Version 3.1.0 (13 Sep 2020)

  • Fixed an issue with an extra comma rendered in HTML for empty date elements. Fixes issue #542.

  • Added escaping of quotes in page footer and header components when generating the @page CSS for PDF output, in order to avoid issues when building quoted CSS content strings from the components. Fixes issue #544.

  • Added a CSS workaround for an unexpected HTML rendering behaviour in some browsers, where a <dt> following an empty <dd> would be indented. Fixes issue #545.

  • Improved error messages and the handling of artwork with no “type” attribute value when “binary-art” would have been correct. Fixes issue #535.

  • Reverted the default value for the –legacy-date-format to false, on request from the RPC.

  • Fixed table cell padding to not add left paddding for left-aligned columns if not all lines in the column can be padded in the same manner, and similarly for right-aligned columns. Fixes issue #543.

  • Tweaked utils.build_dataurl() to give consistent results across Python versions (tilde was added to the default safe characters in Python 3.7, so the default percentage-escape results of binary content differed if it contained a 0x7e (tilde) character.

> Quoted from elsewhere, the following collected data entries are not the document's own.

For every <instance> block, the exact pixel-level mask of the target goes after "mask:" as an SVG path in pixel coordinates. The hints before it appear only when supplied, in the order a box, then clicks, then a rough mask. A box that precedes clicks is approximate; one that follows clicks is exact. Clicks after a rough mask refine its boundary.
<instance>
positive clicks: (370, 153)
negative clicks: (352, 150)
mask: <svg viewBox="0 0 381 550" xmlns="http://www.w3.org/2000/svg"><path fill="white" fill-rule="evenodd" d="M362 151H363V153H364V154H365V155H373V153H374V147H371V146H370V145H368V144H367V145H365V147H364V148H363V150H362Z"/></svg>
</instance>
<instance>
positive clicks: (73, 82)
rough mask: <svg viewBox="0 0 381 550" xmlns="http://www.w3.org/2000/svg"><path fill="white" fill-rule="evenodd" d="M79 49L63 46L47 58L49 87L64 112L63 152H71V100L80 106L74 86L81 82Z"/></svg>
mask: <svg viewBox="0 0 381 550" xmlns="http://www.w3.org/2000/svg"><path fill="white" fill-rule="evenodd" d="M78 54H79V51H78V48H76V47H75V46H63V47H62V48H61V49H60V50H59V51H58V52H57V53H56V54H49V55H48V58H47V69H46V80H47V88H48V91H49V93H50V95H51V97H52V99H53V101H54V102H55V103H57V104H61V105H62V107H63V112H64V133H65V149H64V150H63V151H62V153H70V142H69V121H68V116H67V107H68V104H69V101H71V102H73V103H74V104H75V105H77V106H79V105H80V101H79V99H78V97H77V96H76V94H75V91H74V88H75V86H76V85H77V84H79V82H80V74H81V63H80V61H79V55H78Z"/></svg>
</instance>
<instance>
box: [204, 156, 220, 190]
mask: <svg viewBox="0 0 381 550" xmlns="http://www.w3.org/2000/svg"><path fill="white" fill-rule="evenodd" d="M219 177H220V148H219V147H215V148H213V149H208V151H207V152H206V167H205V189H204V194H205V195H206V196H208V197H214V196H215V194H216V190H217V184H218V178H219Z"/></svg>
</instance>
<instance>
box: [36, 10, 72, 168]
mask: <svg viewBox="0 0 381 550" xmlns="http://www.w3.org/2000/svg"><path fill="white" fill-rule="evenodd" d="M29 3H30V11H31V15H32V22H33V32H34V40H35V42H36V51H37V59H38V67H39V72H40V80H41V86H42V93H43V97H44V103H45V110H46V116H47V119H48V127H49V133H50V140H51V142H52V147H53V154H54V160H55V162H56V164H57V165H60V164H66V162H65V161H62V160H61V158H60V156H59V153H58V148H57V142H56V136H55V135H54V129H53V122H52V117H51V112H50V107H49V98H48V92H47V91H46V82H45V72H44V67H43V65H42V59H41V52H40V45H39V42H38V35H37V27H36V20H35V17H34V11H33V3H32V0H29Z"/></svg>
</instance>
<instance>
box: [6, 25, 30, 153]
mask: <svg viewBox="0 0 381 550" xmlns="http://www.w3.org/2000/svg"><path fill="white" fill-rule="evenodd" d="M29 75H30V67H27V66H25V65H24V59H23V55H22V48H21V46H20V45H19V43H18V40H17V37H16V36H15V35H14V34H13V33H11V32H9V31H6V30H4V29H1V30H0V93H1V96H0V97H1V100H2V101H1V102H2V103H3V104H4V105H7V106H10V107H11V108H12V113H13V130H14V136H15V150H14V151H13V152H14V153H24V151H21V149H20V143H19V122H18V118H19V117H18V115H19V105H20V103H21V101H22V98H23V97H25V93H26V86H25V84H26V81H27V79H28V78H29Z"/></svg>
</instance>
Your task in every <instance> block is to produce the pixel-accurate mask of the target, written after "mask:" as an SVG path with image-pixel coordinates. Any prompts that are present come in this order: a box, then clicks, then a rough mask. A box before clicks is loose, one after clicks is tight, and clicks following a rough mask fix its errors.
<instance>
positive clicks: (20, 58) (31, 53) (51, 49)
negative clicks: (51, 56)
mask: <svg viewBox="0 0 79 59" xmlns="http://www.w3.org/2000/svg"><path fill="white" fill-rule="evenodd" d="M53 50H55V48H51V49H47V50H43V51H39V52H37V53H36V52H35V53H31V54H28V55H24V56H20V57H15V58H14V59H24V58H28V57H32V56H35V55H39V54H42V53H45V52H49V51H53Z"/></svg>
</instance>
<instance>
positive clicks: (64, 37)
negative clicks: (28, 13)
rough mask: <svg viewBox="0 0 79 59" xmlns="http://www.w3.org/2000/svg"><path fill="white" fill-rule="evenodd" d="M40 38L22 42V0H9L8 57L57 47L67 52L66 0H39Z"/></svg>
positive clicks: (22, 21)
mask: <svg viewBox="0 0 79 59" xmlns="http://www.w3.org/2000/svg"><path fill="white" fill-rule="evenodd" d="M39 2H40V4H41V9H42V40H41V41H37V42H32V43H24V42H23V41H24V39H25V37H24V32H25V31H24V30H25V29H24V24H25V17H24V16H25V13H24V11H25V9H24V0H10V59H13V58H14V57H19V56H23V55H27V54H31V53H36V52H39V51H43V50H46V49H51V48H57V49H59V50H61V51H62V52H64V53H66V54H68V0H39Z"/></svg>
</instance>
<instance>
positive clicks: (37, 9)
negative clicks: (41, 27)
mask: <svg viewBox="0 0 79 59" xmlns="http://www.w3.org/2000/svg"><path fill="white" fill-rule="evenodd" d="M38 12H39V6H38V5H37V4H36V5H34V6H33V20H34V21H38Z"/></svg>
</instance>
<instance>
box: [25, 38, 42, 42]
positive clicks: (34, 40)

  • Fixed a bug in finding the length of the longest word in a table cell, used to determine minimum cell width for text output.

  • Added a new test case with a tightly constrained table to excercise the issue in #543.

  • Added <title> to the list of elements that can have Latin script content without needing the ‘ascii’ attribute set. Fixes issue #525.

  • Refined the rendering of <xref> with format=’title’ for the text formatter.

  • Added docfile and manpage information about elements that are permitted to have Latin script content without an ascii attribute equivalent being set.

  • Expanded on the docfile description of elements that can have Latin script content without ASCII fallback.

  • Added a test case related to issue #525.

  • Changed the HTML rendering of <xref> within <name> to use square brackets. Fixes issue #498.